Tissue-specific expression of lincRNAs determined by computational analysis was validated by RT-PCR analysis. A total of 10 lincRNAs were selected for validation of their expression in 15 tissues. They include seven linRNAs specifically expressed in a particular tissue (Linc-OM9284 in the brain, Linc-OM8822 in the red muscle, Linc-OM8901 in the intestine, Linc-OM3900 in the stomach, Linc-OM8614 in the testis, Linc-OM8334 in fat, Linc-OM8318 in the kidney), two lincRNAs expressed in two tissues (Linc-OM8912 in oocyte and the skin, Linc-OM9283 in the skin and the liver), and one lincRNA ubiquitously expressed in all tissues (Linc-OM9274). As shown in Fig. 6, the RT-PCR result matches perfectly with the expression profiles estimated from deep sequencing data.
Co-expression of lincRNAs with Neighboring Coding Genes
The occurrence of pairs of neighboring lincRNA, protein-coding genes within expression clusters, suggests that such organization may be important for the regulatory function of lincRNAs (Cabili et al. 2011).
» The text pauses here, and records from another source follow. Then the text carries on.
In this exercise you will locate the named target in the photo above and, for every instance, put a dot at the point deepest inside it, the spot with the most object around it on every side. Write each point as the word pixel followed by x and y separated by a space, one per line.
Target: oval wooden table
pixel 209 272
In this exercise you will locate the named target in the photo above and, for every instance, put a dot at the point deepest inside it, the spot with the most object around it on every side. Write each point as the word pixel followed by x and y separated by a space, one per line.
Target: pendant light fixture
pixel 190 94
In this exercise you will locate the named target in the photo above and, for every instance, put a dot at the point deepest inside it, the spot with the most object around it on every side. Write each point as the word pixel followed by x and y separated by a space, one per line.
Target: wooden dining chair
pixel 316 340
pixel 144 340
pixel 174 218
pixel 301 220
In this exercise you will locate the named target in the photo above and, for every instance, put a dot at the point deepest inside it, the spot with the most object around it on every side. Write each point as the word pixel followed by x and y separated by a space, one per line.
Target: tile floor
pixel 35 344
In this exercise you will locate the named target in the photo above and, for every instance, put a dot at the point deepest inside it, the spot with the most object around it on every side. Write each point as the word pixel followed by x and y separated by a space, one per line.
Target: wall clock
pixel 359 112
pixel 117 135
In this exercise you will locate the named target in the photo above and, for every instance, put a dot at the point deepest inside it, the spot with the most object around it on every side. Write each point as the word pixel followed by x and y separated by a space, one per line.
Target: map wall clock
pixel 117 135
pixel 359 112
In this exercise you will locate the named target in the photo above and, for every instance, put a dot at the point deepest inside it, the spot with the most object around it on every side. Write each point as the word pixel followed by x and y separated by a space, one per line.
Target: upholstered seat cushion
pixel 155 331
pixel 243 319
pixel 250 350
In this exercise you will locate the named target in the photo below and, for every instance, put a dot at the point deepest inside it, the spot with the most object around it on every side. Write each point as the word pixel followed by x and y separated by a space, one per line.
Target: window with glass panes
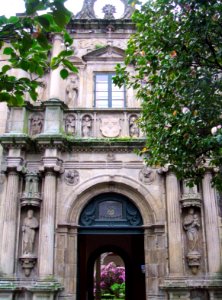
pixel 107 94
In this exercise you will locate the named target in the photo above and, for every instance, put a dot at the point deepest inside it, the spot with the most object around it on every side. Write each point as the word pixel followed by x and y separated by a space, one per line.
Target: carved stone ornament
pixel 146 175
pixel 111 157
pixel 31 195
pixel 28 264
pixel 36 123
pixel 190 196
pixel 109 11
pixel 71 177
pixel 70 124
pixel 133 127
pixel 29 227
pixel 191 225
pixel 72 90
pixel 86 126
pixel 110 127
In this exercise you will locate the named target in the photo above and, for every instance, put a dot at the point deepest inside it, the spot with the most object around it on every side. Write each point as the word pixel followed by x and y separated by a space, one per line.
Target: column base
pixel 29 289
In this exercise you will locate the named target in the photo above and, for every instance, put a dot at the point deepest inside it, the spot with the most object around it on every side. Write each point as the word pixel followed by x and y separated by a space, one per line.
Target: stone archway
pixel 67 232
pixel 110 222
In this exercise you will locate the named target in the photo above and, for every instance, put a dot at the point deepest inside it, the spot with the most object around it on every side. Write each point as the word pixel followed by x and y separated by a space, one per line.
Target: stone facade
pixel 62 151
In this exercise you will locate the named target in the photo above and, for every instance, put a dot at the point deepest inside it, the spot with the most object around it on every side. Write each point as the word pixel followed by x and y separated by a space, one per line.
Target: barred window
pixel 107 94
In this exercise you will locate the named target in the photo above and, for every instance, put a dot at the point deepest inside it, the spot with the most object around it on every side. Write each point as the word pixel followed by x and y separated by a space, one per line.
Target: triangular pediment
pixel 108 53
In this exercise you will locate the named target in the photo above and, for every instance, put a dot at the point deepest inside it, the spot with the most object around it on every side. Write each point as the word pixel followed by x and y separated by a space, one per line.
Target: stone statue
pixel 133 127
pixel 72 90
pixel 191 225
pixel 29 227
pixel 70 124
pixel 36 124
pixel 86 126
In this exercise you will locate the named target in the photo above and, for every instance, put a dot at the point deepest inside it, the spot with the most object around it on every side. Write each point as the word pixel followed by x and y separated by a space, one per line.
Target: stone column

Recent studies indicated that some lincRNAs may act in cis and regulate the expression of genes in their chromosomal neighborhood (Orom et al. 2010; Ponjavic et al. 2007; Luo et al. 2013; Cabili et al. 2011; Zhang et al. 2014). One expectation of the cis hypothesis is that the expression of lincRNAs and their neighboring genes would be correlated across all tissue samples. Therefore, we analyzed the expression patterns of 1146 (12 %) of identified lincRNAs that are located within 10 kb from a coding gene. We observed a more correlated expression pattern of lincRNAs and their neighboring coding genes (mean correlation: 0.211) compared to random coding gene pairs (mean correlation 0.042) [p < 2 × 10−16, Kolmogorov-Smirnov (KS) test] (Fig. 7). Meanwhile, lincRNAs: coding gene pairs also exhibited a modestly higher correlative expression pattern than coding gene pairs (mean correlation: 0.115) (p < 2.2 × 10−16, KS test). On the other hand, there is also a significant difference between neighboring coding gene pairs and random coding gene pairs (p < 7.9 × 10−13, KS test). This observation suggests that the correlation between lincRNAs and their neighbor coding genes are higher than both neighboring coding gene pairs and random coding gene pairs.
Functional Prediction of lincRNAs Based on Co-expression Network
The comprehensive lincRNA catalog allows us to investigate the potential functions of these novel transcripts in rainbow trout. Here, we built a co-expression network to associate lincRNAs with mRNAs by performing weighted gene co-expression network analysis (WGCNA) (Langfelder and Horvath 2008) and inferred the putative lincRNA functions based on “guilty-by-association” analysis. By clustering correlated genes together, we identified 34 co-expression gene modules containing 2963 lincRNAs and 10,321 protein-coding genes in total (Supplemental files 5 and 6). Notably, 6 of 34 modules are related to immune response, muscle differentiation, and neural development based on the enriched GO terms associated with their modules (Fig. 8).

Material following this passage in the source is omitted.